Signal fails on every single one of these criteria and that is why we must stop recommending it to our friends and family who have a very limited tolerance for technology changes.

Choose decentralization.

Use matrix, or make something better.

@lrvick Is there a reason you choose Matrix over XMPP? I did some research on Discord alternatives a while back. I was way in over my head, but Matrix had some red flags for me. It seemed more centralized, harder to host servers for, have security holes, share unnecessary info between federated servers (chat logs, for example) and be run by crypto bros. XMPP, while a little less accessible atm, didn't seem to have these issues. Am I off base?

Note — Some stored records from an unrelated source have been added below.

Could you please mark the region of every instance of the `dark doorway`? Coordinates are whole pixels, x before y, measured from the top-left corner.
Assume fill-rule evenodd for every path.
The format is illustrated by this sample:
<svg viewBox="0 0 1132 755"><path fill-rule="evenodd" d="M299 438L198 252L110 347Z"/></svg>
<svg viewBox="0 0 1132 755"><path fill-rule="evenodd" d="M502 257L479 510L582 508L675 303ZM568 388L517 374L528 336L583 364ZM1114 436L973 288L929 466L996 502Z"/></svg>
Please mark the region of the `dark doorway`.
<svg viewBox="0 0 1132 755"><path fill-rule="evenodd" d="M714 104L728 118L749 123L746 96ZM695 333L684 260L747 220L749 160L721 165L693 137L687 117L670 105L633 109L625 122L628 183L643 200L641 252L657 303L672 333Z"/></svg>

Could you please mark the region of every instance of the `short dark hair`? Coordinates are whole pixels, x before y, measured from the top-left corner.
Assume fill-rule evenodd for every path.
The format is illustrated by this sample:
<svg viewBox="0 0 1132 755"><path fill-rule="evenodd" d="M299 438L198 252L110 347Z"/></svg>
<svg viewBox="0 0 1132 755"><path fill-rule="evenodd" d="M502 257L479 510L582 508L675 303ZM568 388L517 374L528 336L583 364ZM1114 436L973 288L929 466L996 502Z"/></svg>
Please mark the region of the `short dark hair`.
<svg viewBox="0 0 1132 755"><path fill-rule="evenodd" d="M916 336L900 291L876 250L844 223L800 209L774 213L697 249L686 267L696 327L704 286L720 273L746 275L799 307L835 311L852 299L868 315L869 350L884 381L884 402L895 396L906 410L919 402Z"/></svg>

@roaminchemicals Matrix has IMO much more modern/competitive clients, easier federation, mobile battery usage, better key verification UX, better interoperability with other services, and much more work on protocol investment for things like scale and metadata protection.

XMPP is just a very bulky protocol by comparison IMO, reflective of its 90s origins.

But also, matrix is compatible with XMPP, as it is with most protocols, via bridges.

I would sooner use XMPP than Signal though!

@lrvick Thanks! Yeah, usabilty and modernity were some big positives I noted at the time too. I had heard it was *worse* when it came to meta data protection, though. Maybe I should look into things again. Matrix is more popular than modern XMPP, so I guess I'm going to hear more criticism of it just based on that.
@roaminchemicals I am not aware of any outstanding metadata protection issues with matrix vs XMPP but if I am wrong on that by all means let me know.